Line endings in python

Possible duplicate:
Handling \ r \ n vs \ n newlines in python on Mac and Windows

I'm a bit confused about something, and I wonder if this is a python thing. I have a text file that uses Windows line endings ("\ r \ n"), but if I repeat some lines in a file, save them in a list and print the string representation of the list on the console, it shows the end of lines "\ n". Did I miss something?

+6
source share
3 answers

Yes, this is a python thing; by default, open() opens files in text mode, where line endings are broadcast depending on which platform your code is running on. You will need to open the file in binary mode ('b') to prevent this.

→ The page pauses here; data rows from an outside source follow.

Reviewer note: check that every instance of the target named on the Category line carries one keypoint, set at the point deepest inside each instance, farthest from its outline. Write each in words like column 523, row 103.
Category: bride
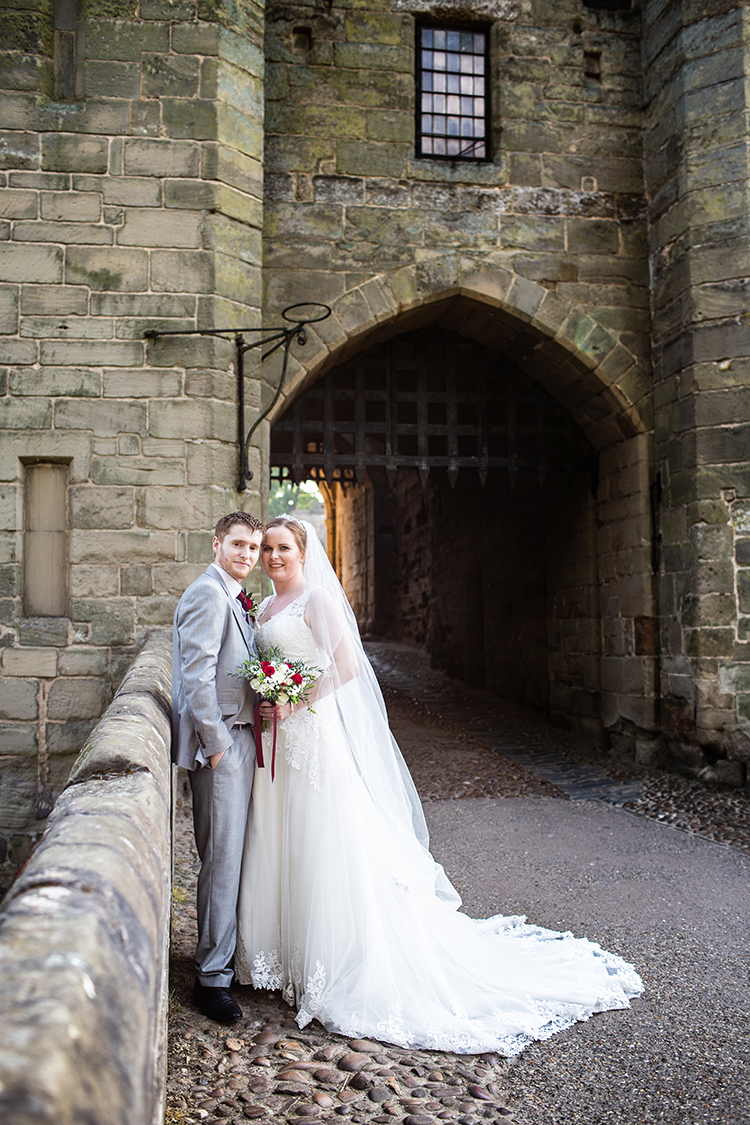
column 342, row 906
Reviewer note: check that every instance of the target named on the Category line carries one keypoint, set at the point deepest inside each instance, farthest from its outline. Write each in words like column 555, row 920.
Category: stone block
column 369, row 158
column 18, row 699
column 210, row 384
column 8, row 309
column 93, row 581
column 16, row 738
column 169, row 10
column 197, row 118
column 111, row 620
column 24, row 414
column 154, row 227
column 161, row 158
column 394, row 60
column 55, row 380
column 66, row 152
column 174, row 578
column 155, row 611
column 136, row 581
column 102, row 417
column 111, row 79
column 83, row 662
column 743, row 590
column 207, row 419
column 593, row 236
column 51, row 631
column 30, row 263
column 54, row 327
column 518, row 232
column 29, row 662
column 171, row 75
column 182, row 271
column 211, row 462
column 128, row 444
column 199, row 547
column 53, row 300
column 70, row 206
column 190, row 509
column 138, row 470
column 111, row 269
column 136, row 546
column 78, row 698
column 10, row 578
column 91, row 506
column 125, row 39
column 19, row 204
column 708, row 642
column 196, row 38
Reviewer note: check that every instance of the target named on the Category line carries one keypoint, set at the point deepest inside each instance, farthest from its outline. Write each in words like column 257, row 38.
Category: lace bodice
column 289, row 632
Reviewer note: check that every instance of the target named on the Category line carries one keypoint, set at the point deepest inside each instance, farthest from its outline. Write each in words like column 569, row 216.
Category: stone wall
column 134, row 205
column 696, row 82
column 84, row 929
column 540, row 253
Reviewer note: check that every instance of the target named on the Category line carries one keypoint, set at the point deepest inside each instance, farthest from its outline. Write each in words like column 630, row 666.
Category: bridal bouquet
column 278, row 680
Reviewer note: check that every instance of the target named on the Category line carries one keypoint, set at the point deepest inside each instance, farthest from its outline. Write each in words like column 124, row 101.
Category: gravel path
column 267, row 1069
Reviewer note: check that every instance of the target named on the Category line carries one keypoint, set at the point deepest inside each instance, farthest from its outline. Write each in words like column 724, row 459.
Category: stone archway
column 583, row 365
column 602, row 660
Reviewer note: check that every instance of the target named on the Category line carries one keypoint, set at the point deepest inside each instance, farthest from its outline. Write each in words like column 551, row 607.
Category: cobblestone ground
column 267, row 1069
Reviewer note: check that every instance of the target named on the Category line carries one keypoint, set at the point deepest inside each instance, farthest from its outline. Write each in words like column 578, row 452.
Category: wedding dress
column 343, row 908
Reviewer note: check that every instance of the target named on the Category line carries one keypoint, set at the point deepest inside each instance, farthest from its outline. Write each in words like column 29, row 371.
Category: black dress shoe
column 217, row 1004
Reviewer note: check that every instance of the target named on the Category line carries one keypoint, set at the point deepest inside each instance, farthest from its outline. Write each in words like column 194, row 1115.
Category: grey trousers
column 220, row 802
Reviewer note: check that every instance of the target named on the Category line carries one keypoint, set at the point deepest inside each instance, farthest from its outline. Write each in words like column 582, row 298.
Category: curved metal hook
column 300, row 334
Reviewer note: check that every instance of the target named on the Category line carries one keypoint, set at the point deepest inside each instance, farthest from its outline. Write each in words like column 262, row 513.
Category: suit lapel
column 241, row 619
column 237, row 611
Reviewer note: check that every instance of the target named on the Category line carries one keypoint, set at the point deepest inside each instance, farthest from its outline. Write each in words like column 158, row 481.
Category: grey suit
column 209, row 709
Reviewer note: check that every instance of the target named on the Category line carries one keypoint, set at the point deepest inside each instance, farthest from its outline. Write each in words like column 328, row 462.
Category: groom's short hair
column 244, row 518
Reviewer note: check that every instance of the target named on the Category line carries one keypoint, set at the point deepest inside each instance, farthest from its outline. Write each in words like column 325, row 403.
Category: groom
column 213, row 738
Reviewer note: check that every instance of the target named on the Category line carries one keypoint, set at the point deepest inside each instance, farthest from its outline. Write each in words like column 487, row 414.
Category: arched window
column 452, row 92
column 64, row 51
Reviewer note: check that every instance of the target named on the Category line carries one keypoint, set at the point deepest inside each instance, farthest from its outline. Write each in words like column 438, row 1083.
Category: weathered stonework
column 217, row 162
column 84, row 930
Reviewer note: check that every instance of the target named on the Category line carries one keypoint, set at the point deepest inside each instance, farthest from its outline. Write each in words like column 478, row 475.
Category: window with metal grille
column 452, row 93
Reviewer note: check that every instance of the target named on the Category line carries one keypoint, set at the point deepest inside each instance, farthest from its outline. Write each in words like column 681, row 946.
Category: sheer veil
column 360, row 707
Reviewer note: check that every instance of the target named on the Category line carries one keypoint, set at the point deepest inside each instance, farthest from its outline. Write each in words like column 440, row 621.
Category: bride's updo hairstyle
column 294, row 525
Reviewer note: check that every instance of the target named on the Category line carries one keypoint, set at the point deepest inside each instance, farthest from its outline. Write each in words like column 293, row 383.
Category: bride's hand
column 282, row 711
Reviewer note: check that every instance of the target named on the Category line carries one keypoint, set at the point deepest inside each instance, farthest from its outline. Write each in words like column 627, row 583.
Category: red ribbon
column 259, row 740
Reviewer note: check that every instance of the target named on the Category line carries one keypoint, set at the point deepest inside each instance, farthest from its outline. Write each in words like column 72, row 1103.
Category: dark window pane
column 451, row 117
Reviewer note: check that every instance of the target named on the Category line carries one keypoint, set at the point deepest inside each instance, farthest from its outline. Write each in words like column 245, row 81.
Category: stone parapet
column 84, row 929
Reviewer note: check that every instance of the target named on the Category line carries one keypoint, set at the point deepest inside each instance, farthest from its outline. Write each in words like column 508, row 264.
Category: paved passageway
column 511, row 810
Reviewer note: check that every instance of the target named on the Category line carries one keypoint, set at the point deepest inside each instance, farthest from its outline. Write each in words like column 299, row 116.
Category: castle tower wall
column 132, row 165
column 696, row 167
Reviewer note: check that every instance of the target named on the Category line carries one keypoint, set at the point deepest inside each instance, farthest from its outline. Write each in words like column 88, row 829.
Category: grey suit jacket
column 210, row 639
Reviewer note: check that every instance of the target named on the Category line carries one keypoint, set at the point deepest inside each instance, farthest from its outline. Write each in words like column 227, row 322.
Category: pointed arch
column 579, row 361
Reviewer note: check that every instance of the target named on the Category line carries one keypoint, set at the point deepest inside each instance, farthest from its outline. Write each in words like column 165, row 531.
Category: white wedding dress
column 344, row 910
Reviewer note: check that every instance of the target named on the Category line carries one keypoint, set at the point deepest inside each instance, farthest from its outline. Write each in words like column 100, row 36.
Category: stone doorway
column 461, row 513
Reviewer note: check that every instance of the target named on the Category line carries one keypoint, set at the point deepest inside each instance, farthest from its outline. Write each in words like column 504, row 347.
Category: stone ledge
column 84, row 929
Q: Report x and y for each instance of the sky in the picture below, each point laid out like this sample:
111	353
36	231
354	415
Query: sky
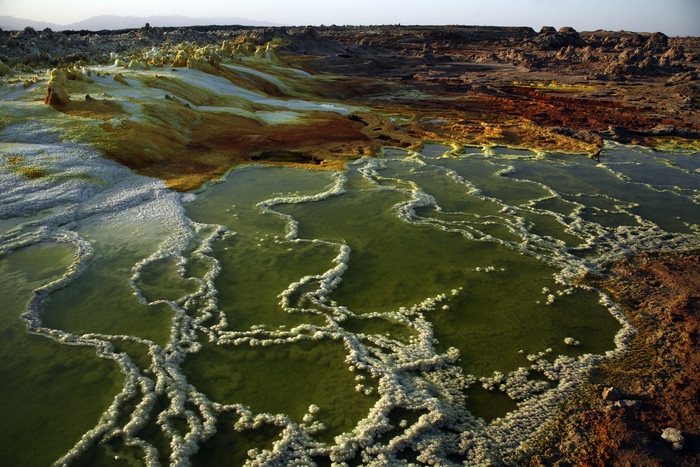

From the open documentation :

The most commonly used mode values ​​are: β€œr” for reading, β€œw” for writing (trimming the file, if it already exists), and β€œa” for adding (which on some Unix systems means that all records are added to the end of the file, regardless from the current search position). If the mode is omitted, it defaults to "r". By default, text mode is used, which can convert the characters "\ n" to a platform-specific representation when writing and reading back. Thus, when opening a binary file, you must add β€œb” to the mode value to open the file in binary mode, which will improve portability. (Adding "b" is useful even on systems that do not process binary and text files differently, where they serve as documentation.)

+6
source

Opening the file in binary mode will avoid this in Py2 on Windows. However, in Py3 (and in Py2.6 +, if you use io.open instead of the built-in one), binary mode in text mode means something clearly defined and platform independent and does not affect universal newlines. Instead, you can:

 file = open(filename, 'r', newline='') 

And newline will not be normalized.

+7
source

What you have to do is open a file with universal newline support (for Python 2.x). This is done with the β€œU” or β€œrU” mode. Then any type of newline is supported. The following instruction is in the python manual http://docs.python.org/library/functions.html#open :

In addition to the standard modes, fopen () can be "U" or "rU". Python is usually created with universal newline support; supply "U" opens the file as a text file, but lines can be interrupted by one of the following: Unix final string convention '\ n', Macintosh convention '\ r' or Windows convention '\ r \ n ". All of these external representations are considered like "\ n" in a Python program. If Python is built without universal newline support, the "U" mode is the same as regular text mode. Note that file objects opened in this way also have the newlines attribute, which has the value None (if new characters have not yet been viewed), '\ n', '\ r', '\ r \ n' or merge containing all kind of new lines.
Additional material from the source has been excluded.